Maine’s world-famous lobster industry is sinking. For years, China had been the top buyer of U.S. lobster, 80% of which is caught off the state’s coast. But when Beijing retaliated for a second round of U.S. tariffs on Chinese goods, it slapped a 25% levy on the elite treat and reduced its tariff on Canadian catches. As the Trump Administration continues battling with the E.U., Europe, too, has been buying more from Canada; Ottawa and Belgium signed a trade deal three years ago that eliminated tariffs on Canadian lobster, while U.S. catches retain an 8% tax.

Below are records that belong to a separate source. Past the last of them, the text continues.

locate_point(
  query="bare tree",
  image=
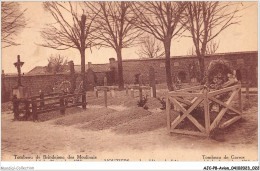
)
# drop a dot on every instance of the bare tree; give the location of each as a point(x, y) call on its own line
point(161, 19)
point(150, 48)
point(56, 63)
point(114, 29)
point(70, 30)
point(212, 48)
point(205, 20)
point(12, 22)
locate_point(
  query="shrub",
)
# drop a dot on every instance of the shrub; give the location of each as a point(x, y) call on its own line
point(142, 103)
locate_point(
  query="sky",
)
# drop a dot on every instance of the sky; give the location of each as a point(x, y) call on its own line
point(242, 37)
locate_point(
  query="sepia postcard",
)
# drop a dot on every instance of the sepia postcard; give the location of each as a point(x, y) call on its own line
point(129, 81)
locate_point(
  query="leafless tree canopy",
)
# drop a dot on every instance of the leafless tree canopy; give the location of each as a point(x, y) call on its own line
point(206, 20)
point(114, 28)
point(162, 20)
point(56, 63)
point(212, 48)
point(12, 22)
point(150, 48)
point(66, 33)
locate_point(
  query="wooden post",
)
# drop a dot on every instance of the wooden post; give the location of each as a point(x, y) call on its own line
point(112, 92)
point(240, 98)
point(105, 97)
point(84, 103)
point(84, 100)
point(34, 110)
point(96, 92)
point(247, 82)
point(15, 107)
point(168, 115)
point(127, 90)
point(27, 111)
point(140, 94)
point(72, 76)
point(152, 81)
point(105, 81)
point(62, 105)
point(42, 98)
point(132, 92)
point(206, 112)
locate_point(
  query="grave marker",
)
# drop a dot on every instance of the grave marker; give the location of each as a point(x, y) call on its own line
point(152, 82)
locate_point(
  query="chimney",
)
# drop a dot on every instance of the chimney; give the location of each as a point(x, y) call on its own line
point(112, 63)
point(89, 65)
point(111, 60)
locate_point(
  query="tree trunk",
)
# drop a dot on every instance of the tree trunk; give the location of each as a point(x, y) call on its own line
point(82, 53)
point(120, 69)
point(83, 75)
point(202, 69)
point(167, 46)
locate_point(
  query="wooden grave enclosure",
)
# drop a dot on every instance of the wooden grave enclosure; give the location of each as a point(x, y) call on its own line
point(181, 103)
point(140, 88)
point(113, 89)
point(105, 89)
point(35, 105)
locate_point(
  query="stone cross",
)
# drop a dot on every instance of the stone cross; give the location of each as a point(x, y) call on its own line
point(18, 65)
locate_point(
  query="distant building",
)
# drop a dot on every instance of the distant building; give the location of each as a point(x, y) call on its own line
point(182, 68)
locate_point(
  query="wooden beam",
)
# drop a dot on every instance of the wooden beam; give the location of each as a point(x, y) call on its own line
point(187, 102)
point(185, 94)
point(168, 108)
point(191, 88)
point(230, 121)
point(196, 103)
point(196, 123)
point(225, 105)
point(182, 131)
point(206, 112)
point(216, 92)
point(222, 112)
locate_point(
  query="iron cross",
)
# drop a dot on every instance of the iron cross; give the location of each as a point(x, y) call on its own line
point(18, 65)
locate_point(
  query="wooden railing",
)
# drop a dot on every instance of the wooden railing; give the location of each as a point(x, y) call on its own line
point(186, 100)
point(36, 105)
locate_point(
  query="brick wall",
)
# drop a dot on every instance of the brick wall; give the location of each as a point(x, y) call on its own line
point(243, 61)
point(33, 83)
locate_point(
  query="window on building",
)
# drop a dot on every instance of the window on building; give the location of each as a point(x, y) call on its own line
point(240, 61)
point(176, 64)
point(162, 65)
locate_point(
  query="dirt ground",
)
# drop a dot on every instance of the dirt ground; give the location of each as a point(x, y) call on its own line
point(123, 131)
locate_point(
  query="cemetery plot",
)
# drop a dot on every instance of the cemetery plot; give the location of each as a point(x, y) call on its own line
point(194, 106)
point(27, 108)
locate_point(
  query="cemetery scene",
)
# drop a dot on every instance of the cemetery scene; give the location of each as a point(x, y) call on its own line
point(102, 81)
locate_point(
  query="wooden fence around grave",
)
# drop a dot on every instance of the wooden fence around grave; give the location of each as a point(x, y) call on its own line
point(187, 100)
point(36, 105)
point(140, 88)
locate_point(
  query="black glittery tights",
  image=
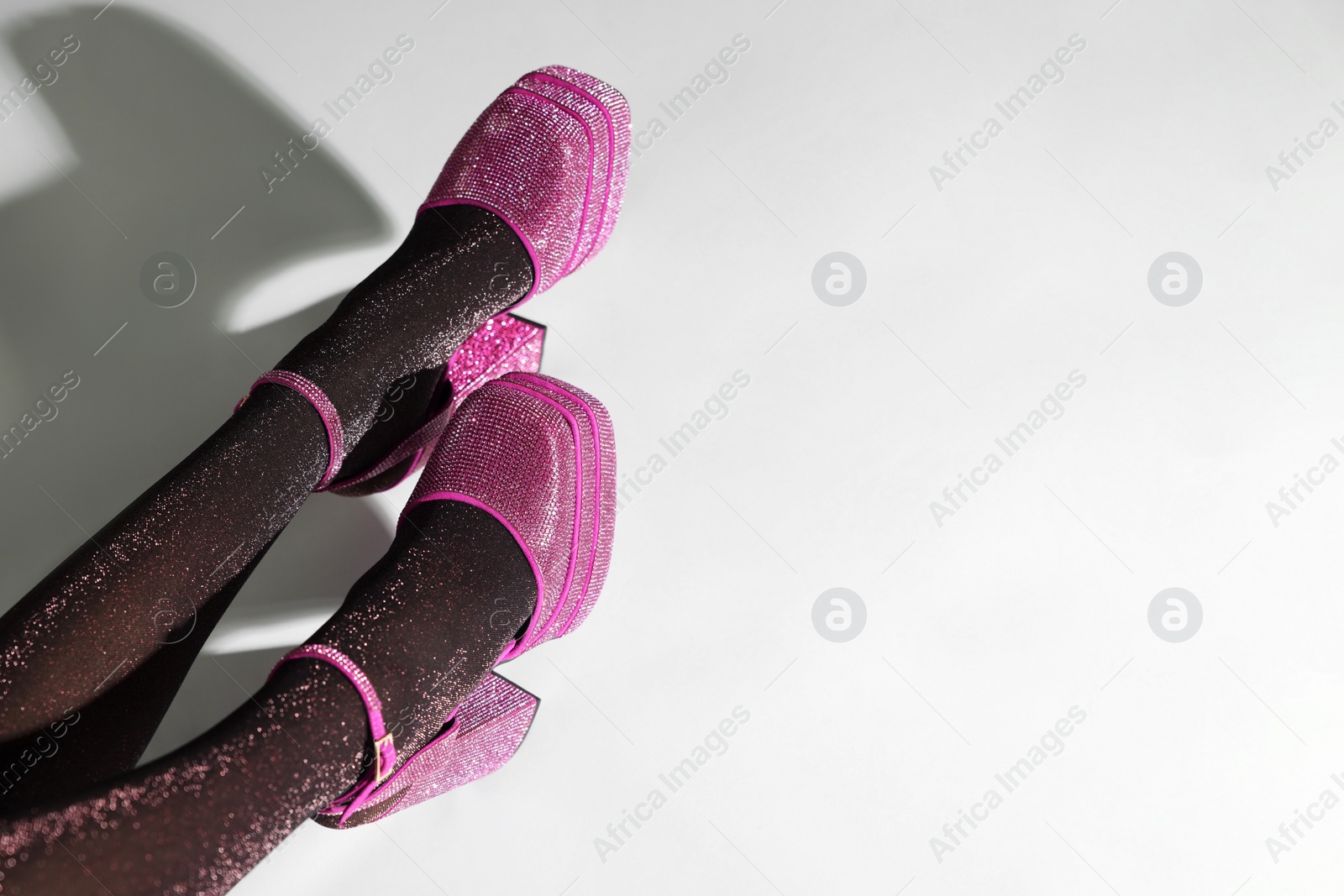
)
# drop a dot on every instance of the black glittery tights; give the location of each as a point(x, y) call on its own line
point(92, 658)
point(420, 624)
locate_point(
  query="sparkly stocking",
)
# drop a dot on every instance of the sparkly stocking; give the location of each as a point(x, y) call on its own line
point(425, 624)
point(109, 636)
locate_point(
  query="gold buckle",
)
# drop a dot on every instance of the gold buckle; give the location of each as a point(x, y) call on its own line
point(380, 773)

As a result, by early this year, Maine’s year-on-year lobster exports to China and Europe had both dropped by about 50%. The market for Homarus Americanus has shrunk to little more than domestic consumption and a limited number of wealthy epicures in Singapore, South Korea, the United Arab Emirates, and Qatar, says Annie Tselikis, the executive director of the Maine Lobster Dealers’ Association.
“Then comes COVID,” Tselikis says. The major U.S. buyers of Maine lobster – casinos, cruise ships, restaurants, resorts, and corporate campuses — all shut down. The state’s lobstermen and women are still venturing out, but about a third of them have received nearly $15 million in federal Paycheck Protection Program loans to help them cope with the COVID-19 related losses.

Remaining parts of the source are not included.